A unique selling point (USP), also called a unique selling campaign, is basically something that differentiates you from your competition, that is presented in an advantageous way to your customer.
All other things being equal, USPs are essentially reasons a potential customer should place their order with you, rather than somebody else.
For example, with one of our advertiser campaign, he owned the patent to a particular feature of his product that he claimed made it more secure than a standard product installed by his competitors.
As selling product online, you can be sure that you showed customers this feature, and what it meant to them in terms of increased security; and you emphasized that this was unique to your product, since the technology was patented. In short, it was a unique selling point, a reason to buy from you, instead of anybody else.
It’s useful to develop a set of unique selling points before you actually create the product, because (a) you can then build them into the product in advance, and (b) you’re thinking in advance about the angles you can use in your sales material.
With a little imagination we’re sure you could come up with several USPs.
If you’ve evaluated the competition, you’ll have some ideas for building some features into your product that are uniquely different from your competitors, that can be translated into benefits for the customer.
When it comes to information products, it’s actually quite easy to build in USPs, because you can add material that will be unique to your own product.

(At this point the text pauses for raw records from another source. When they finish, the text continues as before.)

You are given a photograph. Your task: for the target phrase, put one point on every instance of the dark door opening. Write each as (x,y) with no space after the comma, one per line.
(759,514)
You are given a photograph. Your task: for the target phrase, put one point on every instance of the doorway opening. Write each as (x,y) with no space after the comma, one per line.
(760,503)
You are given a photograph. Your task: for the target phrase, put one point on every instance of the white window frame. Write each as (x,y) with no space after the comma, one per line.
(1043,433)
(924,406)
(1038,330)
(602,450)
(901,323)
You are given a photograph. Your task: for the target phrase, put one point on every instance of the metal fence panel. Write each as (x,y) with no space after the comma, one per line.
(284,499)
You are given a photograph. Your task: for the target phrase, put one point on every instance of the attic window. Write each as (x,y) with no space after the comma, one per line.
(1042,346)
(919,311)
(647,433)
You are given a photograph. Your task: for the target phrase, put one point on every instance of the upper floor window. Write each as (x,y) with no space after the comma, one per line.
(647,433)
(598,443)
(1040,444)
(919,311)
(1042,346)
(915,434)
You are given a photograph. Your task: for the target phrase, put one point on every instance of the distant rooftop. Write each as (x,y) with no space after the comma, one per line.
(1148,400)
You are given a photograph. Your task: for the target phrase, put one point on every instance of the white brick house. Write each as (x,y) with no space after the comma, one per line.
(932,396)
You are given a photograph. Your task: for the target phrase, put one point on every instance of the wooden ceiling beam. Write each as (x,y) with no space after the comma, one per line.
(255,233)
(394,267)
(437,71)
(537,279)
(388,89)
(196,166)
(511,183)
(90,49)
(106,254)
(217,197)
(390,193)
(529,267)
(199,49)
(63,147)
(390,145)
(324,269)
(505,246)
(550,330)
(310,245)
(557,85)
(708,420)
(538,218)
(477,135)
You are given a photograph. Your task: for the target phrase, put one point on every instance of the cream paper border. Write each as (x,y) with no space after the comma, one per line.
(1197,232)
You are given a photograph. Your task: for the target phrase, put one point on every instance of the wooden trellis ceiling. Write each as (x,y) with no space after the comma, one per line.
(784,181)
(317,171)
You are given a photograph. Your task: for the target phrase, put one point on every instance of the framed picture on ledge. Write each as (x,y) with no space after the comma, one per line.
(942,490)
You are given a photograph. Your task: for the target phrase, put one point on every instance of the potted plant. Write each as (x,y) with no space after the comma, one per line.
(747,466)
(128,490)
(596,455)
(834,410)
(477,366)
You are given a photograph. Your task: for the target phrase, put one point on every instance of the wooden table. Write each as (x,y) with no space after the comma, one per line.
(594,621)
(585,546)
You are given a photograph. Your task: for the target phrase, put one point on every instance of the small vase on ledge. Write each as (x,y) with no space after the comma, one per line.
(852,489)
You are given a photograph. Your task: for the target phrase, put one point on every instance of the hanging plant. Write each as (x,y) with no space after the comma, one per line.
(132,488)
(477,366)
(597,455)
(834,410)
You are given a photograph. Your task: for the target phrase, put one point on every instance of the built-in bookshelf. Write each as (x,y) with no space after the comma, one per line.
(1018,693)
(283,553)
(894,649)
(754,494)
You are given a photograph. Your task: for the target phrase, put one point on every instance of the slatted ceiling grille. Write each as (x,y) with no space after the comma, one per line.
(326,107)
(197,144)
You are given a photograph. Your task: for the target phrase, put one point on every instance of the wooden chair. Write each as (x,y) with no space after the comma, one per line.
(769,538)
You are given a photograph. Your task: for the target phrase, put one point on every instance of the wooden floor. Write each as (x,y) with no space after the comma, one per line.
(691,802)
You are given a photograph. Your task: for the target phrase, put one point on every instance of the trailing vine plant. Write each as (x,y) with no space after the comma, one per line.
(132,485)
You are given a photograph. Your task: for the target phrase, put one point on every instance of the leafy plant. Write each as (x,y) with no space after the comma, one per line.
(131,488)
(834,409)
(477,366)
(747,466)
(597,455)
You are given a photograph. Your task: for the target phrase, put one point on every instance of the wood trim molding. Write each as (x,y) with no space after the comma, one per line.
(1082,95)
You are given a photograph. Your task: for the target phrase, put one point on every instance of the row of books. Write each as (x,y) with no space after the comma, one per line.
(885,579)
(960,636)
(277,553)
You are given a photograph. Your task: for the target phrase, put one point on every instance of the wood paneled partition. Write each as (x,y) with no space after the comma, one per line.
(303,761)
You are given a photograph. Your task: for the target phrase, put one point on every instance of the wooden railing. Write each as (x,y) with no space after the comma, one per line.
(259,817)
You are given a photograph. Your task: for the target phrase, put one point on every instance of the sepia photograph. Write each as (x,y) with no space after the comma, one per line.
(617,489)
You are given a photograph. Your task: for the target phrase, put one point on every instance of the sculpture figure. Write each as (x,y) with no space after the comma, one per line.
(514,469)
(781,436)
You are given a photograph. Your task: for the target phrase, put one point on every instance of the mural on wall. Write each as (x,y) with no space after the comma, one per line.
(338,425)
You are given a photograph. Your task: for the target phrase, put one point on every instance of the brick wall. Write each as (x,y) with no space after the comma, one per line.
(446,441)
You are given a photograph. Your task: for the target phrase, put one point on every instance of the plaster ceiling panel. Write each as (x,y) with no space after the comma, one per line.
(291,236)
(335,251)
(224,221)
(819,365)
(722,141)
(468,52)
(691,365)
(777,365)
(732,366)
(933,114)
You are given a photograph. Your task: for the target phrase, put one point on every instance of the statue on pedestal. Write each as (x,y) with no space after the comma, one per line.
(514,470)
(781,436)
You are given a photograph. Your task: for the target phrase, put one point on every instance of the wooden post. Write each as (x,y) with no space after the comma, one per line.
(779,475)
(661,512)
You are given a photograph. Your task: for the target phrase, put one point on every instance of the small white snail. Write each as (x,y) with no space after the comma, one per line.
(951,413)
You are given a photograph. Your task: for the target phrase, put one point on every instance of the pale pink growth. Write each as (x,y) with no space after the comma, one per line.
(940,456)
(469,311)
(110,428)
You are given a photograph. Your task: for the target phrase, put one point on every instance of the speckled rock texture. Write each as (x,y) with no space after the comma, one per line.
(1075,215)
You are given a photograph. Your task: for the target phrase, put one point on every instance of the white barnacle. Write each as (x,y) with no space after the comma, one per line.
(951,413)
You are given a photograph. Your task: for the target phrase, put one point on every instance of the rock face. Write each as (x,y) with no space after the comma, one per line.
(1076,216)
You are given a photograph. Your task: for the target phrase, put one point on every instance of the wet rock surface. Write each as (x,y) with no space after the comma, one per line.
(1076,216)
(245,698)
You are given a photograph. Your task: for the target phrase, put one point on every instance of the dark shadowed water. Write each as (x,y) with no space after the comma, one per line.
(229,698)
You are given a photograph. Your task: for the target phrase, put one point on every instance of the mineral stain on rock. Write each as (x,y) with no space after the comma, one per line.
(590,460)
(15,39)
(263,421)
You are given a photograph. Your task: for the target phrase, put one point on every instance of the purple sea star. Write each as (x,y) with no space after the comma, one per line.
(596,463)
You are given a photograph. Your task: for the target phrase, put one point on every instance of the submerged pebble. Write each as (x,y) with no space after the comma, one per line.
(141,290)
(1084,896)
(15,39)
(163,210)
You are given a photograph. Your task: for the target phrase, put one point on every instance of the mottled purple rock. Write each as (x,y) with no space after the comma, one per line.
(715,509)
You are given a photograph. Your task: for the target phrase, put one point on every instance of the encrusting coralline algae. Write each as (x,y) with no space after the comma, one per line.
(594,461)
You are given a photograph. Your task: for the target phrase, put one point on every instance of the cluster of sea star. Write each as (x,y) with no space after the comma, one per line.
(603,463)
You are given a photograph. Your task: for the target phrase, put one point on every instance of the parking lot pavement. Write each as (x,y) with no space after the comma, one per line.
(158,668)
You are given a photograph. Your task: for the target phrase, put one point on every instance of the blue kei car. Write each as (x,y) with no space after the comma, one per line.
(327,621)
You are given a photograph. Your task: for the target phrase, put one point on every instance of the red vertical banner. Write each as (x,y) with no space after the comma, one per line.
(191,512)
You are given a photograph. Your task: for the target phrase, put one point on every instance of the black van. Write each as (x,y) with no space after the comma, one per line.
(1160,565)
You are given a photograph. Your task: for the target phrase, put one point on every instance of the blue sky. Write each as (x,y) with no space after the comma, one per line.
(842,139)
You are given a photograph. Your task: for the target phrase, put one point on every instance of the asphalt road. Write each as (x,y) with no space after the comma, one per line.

For example, a particular technique or piece of knowledge may not be unique in itself, but you can almost always present it in such a way that it becomes unique – perhaps by sharing an experience of how you used the information, or more deeper insights that aren’t as widely known.
Insights, examples and experiences can easily become unique, if they haven’t been shared elsewhere.
There’s one important point to understand about unique selling points.
They should be easily translatable into actual benefits for the customer. So if your product is “28% faster than the nearest competitor”, what does that mean for the customer? What’s in it for them? If it means they will get to work faster, then it’s saving them time – which is the actual benefit of being 28% faster.